Is this course as hard as people say it is? I'm a good writer so I expect this class to be a breeze. How many books should I read for this class? or is there like 3 books that will give me that definitive 5?
I love reading, literature, and philosophy, but I'd much rather focus on other classes and deal with the college shit I have to do rather than read this year. What do you fags suggest?
>inb4 "kill yourself nigger"
>>9772710
Your success in the class itself depends on the teacher. The AP test is pretty much like AP English Comp.'s.
Why would you even ask /lit/? There are dozens of other websites that have answered your question years ago.
>>9772710
The courses vary from teacher to teacher. Taking the test wasn't required at my school so I was the only one to take the final exam and I got 5s on both Lit and Comp. Just read the books and don't suck at writing.
>>9772710
if youre 18 and about to start your senior year then yes, because youre obviously retarded
>>9773386
I don't know, anon. I've taken 15 APs, including English Language, AP Calculus BC, Physics C, Chemistry, Biology, Comparative Government, and World History, and the only exam I didn't get a 5 on was on my AP Literature exam.
>trw I got a 3
>>9772710
I suggest coming back when you're 18.
You have to be 18 to post here.
>>9772710
Assuming youre 18
When I took AP Lit two years ago, the test at the end of the year was easy. Its hard to fail
The actual workload was pretty easy too.
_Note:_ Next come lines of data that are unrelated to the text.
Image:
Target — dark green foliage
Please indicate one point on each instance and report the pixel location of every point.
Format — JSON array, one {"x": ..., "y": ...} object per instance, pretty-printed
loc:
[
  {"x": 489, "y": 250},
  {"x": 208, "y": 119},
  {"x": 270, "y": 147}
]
Because the class is about preparing for timed essays, most of the essays you'll write will be in class. There's not a lot of difficult homework. You'll be expected to read in your spare time, but not much else
AP Lit teacher here
Ask me anything
>>9774957
What's your reading list? How have your previous classes done on the test? Do you consider the classes adequate preparation for college? If I considered tutoring students for the test, what would you recommend that I focus on that the classroom might not cover?
>>9774976
I should have qualified my statement by saying this will be my first year teaching AP, so I don't have a necessarily applicable answer for all questions.
>What's your reading list?
I'm not 100% done with it. I've been working on it the past few weeks, but I've been changing my mind a lot. My goal is to expose the students to as varied a sampling of the literary classics as possible while covering works they'll find easy to write about on the AP exam.
Frankenstein will almost certainly be on there. Likely The Great Gatsby as well (how this group got to 12th grade without doing Gatsby is beyond me). I keep going back and forth between Hamlet and MacBeth for my token Shakespeare. Might do The Road or White Noise for something postmodern. Brave New World will probably be on there too since I normally do it with general 12th grade.
>How have your previous classes done on the test?
Not applicable since this is my first year teaching it, but in the past the students at my school have not done well which has created some apprehension, but in the past the school made zero effort to filter who enrolled in the course. If you're not going to do the work, then yeah, you're going to fail the exam. I know the group I'll have well and I see no reason why all of them shouldn't pass.
>Do you consider the classes adequate preparation for college?
In general, yes. Realistically, it depends on what your going to study. For the kids going into STEM, AP is probably a bit overboard. But it's either adequate or too much. I can't imagine any scenario where it wouldn't be enough.
>If I considered tutoring students for the test, what would you recommend that I focus on that the classroom might not cover?
It's hard to say, really. This isn't like calculus where they are X number of different topics you've got to cover. Really, the Lit exam is looking at your ability to 1) analyze poetry & prose and 2) express your analysis through organized writing.
I can't imagine what a class wouldn't cover. It's the same two skills repeated again and again until you reach mastery.
Don't you have to be 18 to be here?
Sage.
Don't. The AP style is pretty easy to learn. What isn't easy is unlearning it for the SAT English essay. I accidentally wrote in AP style, and lost a huge amount of points. I looked at the chart, my multiple choice score would have given me almost perfect score if I hadn't bombed the essay somehow. But, I got a 5 on the AP. I had 800 on the verbal and 600 on the writing, which was horseshit.
It literally isn't worth it. Most schools have specialized gen eds anyway and won't give a shit about your AP credit, it will go into "general credit" which is practically useless since it doesn't fulfill graduation requirements. I had to take the same intro to college writing seminar as everyone else, and it was a shit school so I managed to pass off my high school papers as brand new essays, and got straight As. Call me a cheater but the system cheated me out of 1600 dollars, I wasn't even supposed to have to take that stupid class.
On the other hand, AP classes do have a reputation of being easy As due to the teacher focusing on the test, the last two months we just did prep and didn't even cover actual material.
>inb4 my writing sucks, i've been in the real world for five years now, uni is but a nauseous memory
>>9772710
The test is easy, don't let anyone convince you it isn't. The rest is up to your teacher. I spent all of the first semester shooting the shit with my junkie teacher, but they fired her by the time the second semester rolled around. During the second semester we actually had to read the books assigned to us, but even then the class was enjoyable and didn't really feel like work.